Unlike the insurer in NEPT, Enterprise, in ELCO’s affidavit, did give a specific reason for initially not paying the claim -- an incomplete PIP application. That affidavit, however, presents facts strikingly similar to those of Advanced Spine Ctrs., Inc. v. Pilgrim Ins. Co., 2010 Mass. App. Div. 121 (“Advanced Spine”), in which a PIP insurer asserted the defense of noncooperation because the injured party did not complete a “PIP package” very much like ELCO’s, even though that insurer had received through other communications “all things necessary to enable the insurer to obtain medical reports and other needed information to assist in determining the amount due” as required under § 34M. This Division accordingly affirmed a judgment for the plaintiff provider. Id. at 123. Similarly, ELCO cannot base its claim of noncooperation in this case on a lack of information because most of its PIP package was completed, and any missing information was forthcoming on the PIP application itself (statement of no health insurance) or from Duffy’s records (social security number, W-9 data, and injury description). In accordance with Advanced Spine, ELCO’s reasons for nonpayment were invalid. Enterprise thus failed to make an initial showing that it was entitled to judgment as a matter of law, and the burden never shifted to Duffy to show otherwise. [Note 5]
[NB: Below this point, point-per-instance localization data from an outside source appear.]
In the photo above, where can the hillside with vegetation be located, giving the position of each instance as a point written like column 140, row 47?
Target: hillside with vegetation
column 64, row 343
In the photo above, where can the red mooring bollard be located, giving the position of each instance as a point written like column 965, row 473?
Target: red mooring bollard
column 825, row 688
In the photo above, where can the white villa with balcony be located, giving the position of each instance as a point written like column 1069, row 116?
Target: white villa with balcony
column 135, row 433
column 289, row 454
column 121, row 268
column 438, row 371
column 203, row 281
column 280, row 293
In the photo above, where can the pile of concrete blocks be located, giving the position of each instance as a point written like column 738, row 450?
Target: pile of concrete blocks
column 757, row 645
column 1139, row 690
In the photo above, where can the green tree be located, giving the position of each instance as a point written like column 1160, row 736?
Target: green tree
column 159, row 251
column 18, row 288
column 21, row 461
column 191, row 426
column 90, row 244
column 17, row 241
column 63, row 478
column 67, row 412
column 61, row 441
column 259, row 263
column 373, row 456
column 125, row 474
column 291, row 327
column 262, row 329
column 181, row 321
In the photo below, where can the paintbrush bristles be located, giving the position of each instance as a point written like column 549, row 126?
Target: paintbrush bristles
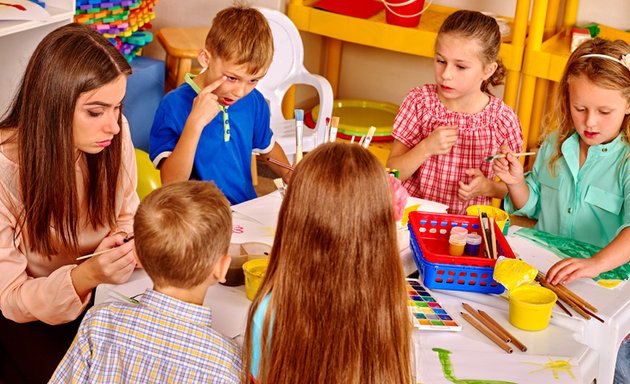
column 502, row 155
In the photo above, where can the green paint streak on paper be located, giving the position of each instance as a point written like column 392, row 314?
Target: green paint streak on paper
column 565, row 247
column 447, row 368
column 556, row 366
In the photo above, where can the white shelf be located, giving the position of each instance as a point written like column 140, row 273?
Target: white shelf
column 14, row 26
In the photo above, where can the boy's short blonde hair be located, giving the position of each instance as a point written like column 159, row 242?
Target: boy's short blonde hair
column 241, row 35
column 181, row 230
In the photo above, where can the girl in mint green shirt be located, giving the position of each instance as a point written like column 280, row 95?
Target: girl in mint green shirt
column 580, row 183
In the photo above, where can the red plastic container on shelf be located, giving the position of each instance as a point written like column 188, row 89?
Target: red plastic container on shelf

We are mindful that the court below and the parties did not have the benefit of the decision in Advanced Spine. And while we are also mindful that at a trial for violations of c. 93A, § 11, a business in Duffy’s position bears a heavy burden to prove intentional deception or unfair taking advantage, see Massachusetts Employers Ins. Exch. v. Propac-Mass., Inc., 420 Mass. 39 , 42-43; Kelley v. Riccelli Enters. of Mass., Inc., 2010 Mass. App. Div. 81 , 82 n.3, a trial must still be had.
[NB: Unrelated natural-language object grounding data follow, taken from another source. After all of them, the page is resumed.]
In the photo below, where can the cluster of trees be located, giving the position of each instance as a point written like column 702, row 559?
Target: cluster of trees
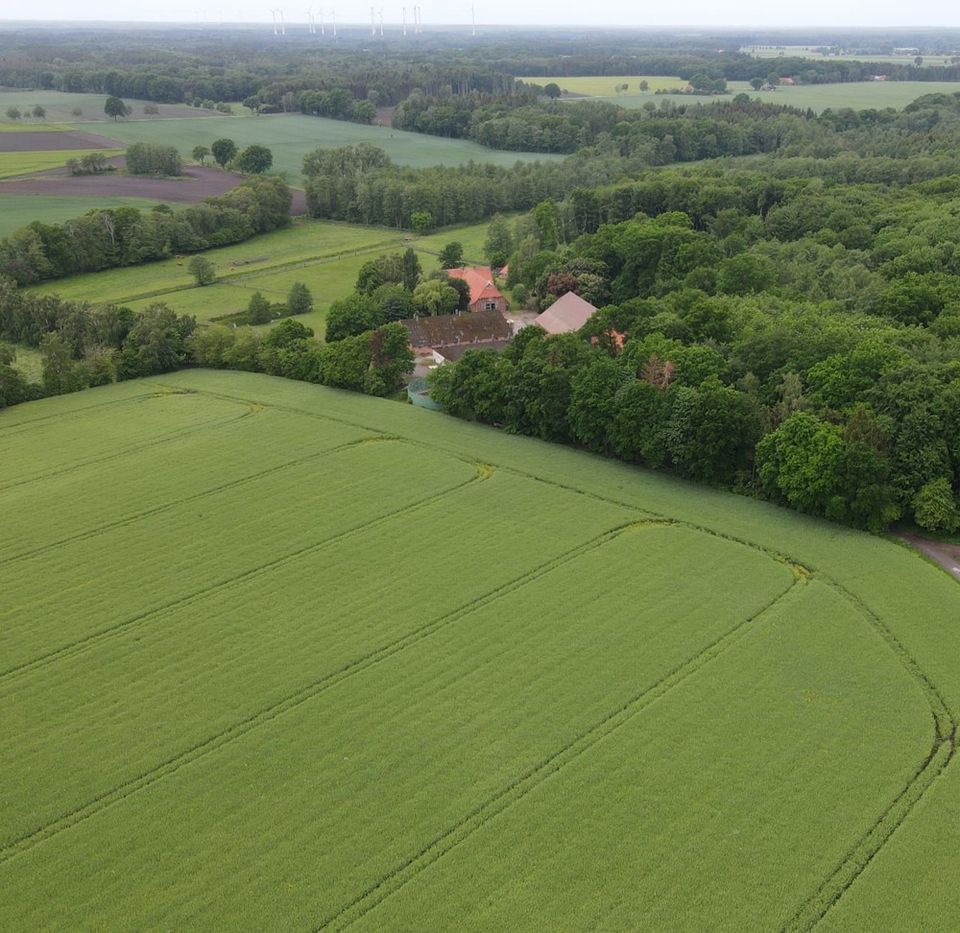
column 393, row 288
column 254, row 160
column 93, row 163
column 123, row 236
column 37, row 112
column 153, row 159
column 116, row 108
column 603, row 182
column 375, row 362
column 337, row 103
column 84, row 346
column 793, row 336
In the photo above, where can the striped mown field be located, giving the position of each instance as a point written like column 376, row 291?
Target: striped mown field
column 274, row 656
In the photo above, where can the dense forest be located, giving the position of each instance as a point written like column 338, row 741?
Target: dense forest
column 779, row 291
column 791, row 329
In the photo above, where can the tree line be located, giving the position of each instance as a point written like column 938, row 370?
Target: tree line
column 795, row 339
column 83, row 346
column 125, row 236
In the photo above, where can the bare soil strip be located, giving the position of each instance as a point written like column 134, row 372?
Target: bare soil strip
column 196, row 184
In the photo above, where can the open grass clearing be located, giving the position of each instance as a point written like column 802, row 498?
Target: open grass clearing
column 301, row 681
column 304, row 242
column 292, row 136
column 18, row 210
column 26, row 163
column 810, row 51
column 860, row 95
column 32, row 126
column 28, row 362
column 60, row 107
column 325, row 255
column 605, row 85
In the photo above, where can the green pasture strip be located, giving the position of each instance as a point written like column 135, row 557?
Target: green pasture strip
column 807, row 51
column 859, row 95
column 33, row 452
column 203, row 303
column 60, row 106
column 18, row 210
column 549, row 646
column 13, row 164
column 699, row 804
column 306, row 241
column 33, row 127
column 129, row 488
column 292, row 136
column 605, row 85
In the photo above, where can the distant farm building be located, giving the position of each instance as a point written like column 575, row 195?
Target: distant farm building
column 446, row 337
column 567, row 314
column 484, row 294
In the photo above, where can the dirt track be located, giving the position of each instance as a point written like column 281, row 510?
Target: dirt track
column 197, row 183
column 946, row 555
column 52, row 141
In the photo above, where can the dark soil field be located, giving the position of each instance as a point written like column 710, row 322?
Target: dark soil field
column 52, row 142
column 196, row 184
The judgment entered for the defendant is vacated, the allowance of the defendant’s summary judgment motion is reversed, and the action is returned to the Waltham Division of the District Court Department for trial.

So ordered.


FOOTNOTES

[Note 1] Doing business as Waltham Chiropractic.

[Note 2] Duffy’s complaint contained five counts: count 1 (c. 93A, § 11), count 2 (G.L. c. 93A, alleging unfair claim settlement practices under G.L. c. 176D, § 3), count 3 (G.L. c. 93), count 4 (§ 34M), and count 5 (another version of § 34M ). Counts 2 though 5 were dismissed by agreement of the parties. The only issue on appeal arises from count 1, violation of c. 93A, § 11.
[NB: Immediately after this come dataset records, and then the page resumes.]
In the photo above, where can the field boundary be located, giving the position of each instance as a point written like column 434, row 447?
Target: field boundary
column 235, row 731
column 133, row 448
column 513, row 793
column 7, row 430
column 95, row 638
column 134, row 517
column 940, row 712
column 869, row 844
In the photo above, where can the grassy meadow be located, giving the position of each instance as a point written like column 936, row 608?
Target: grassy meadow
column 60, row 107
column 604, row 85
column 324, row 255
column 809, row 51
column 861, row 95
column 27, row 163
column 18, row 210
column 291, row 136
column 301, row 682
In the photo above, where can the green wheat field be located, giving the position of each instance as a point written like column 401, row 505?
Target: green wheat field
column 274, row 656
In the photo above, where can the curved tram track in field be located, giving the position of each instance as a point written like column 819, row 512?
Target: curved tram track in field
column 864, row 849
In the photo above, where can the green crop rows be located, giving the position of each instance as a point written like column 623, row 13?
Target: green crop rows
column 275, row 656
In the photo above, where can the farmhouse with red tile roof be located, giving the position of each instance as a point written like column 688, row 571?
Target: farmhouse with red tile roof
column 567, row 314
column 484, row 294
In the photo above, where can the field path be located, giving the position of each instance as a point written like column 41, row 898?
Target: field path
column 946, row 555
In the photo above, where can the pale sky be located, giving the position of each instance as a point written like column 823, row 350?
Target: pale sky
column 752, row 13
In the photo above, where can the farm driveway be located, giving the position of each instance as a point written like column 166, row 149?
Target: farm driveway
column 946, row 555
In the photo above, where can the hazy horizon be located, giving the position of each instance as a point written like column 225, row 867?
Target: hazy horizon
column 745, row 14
[Note 3] To Duffy’s attorney’s memorandum in opposition to the motion for summary judgment were appended, apparently without objection from Enterprise, copies of what counsel stated to the trial court to be the bills and records supplied to Enterprise by Duffy.

[Note 4] The W-9 form discloses the taxpayer identification number of the payee. This number was given in the records described in note 2, supra.

[Note 5] Alternatively, as shown in note 2, supra, we note that Duffy did respond with “specific facts” by filing with the trial court copies of the bills and records referred to in ELCO’s affidavit.